Since forming production label Higher Ground in 2018, Barack and Michelle Obama have brandished a golden touch when it comes to documentaries, having backed last year’s Oscar winner American Factory and this year’s shortlisted contender Crip Camp.
But a pair of recent moves by the company raised eyebrows around town. On Feb. 17, Higher Ground and Netflix acquired the 9/11 drama Worth, a film that debuted at Sundance 2020. And on March 4, the former president and first lady teamed with Netflix to release the Kevin Hart comedy Fatherhood, a project whose theatrical plans with Sony were scuttled by the COVID-19 pandemic. The Worth buy was a head-scratcher given that the Michael Keaton starrer wasn’t exactly in demand. “It had no buzz when it debuted and has sat on the shelf for 13 months,” says one buyer who screened it. “That’s never a good sign.”
But a project insider says Netflix acquired the film in August and enlisted the Obamas more recently. Another project insider explains that Barack Obama is a friend of Ken Feinberg, the lawyer who oversaw the 9/11 Victim Compensation Fund and protagonist of the film. (Feinberg is played by Keaton). During his presidency, Obama picked Feinberg, who has been supportive of the film and traveled to Park City for the premiere, to run a $20 billion fund to pay BP oil spill claims and to oversee the compensation of top executives at bailed out banks.
Meanwhile, the Obamas getting into business with Hart has privately drawn the ire of some industryites, as old tweets and jokes from the actor that were branded homophobic when they surfaced in 2018 prompted him to step down from Oscar hosting duties. (Hart has apologized multiple times.)

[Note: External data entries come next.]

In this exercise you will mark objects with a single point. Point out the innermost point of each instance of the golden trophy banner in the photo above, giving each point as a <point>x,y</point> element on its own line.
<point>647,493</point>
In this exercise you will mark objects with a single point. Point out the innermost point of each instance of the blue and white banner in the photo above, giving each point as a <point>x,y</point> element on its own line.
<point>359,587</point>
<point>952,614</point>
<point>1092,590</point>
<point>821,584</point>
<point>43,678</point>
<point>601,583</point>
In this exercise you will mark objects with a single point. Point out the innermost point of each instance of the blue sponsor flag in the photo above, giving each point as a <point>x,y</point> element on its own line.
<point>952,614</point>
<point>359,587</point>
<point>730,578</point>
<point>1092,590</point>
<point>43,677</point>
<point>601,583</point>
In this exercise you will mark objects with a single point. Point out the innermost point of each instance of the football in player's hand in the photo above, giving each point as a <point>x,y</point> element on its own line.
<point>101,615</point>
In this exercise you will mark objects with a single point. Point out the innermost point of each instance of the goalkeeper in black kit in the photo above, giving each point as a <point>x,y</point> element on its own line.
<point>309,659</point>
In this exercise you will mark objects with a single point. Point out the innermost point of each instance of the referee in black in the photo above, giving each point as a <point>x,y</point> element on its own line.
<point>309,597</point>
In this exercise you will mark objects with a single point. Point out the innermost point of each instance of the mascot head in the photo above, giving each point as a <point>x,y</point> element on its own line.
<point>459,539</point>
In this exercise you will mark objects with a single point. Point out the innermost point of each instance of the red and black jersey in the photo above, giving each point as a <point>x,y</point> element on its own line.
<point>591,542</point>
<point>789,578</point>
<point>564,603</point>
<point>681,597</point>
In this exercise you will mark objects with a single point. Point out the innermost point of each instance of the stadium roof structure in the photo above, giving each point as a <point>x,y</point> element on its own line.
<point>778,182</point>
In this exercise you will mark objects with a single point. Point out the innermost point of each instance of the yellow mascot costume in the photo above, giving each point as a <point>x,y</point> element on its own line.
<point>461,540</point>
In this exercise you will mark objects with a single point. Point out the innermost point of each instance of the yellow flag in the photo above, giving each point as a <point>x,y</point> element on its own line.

But the family-friendly Fatherhood, which centers on a man who loses his wife soon after childbirth and who must raise his newborn child on his own, appears to offer an on-brand message for the Obamas and their first shot at working with a bona fide movie star.
In the meantime, Higher Ground, which is run by co-chiefs Priya Swaminathan and Tonia Davis, has a Crip Camp awards-season campaign to see through. The film’s co-director Jim LeBrecht says the former first couple aren’t just passive producers.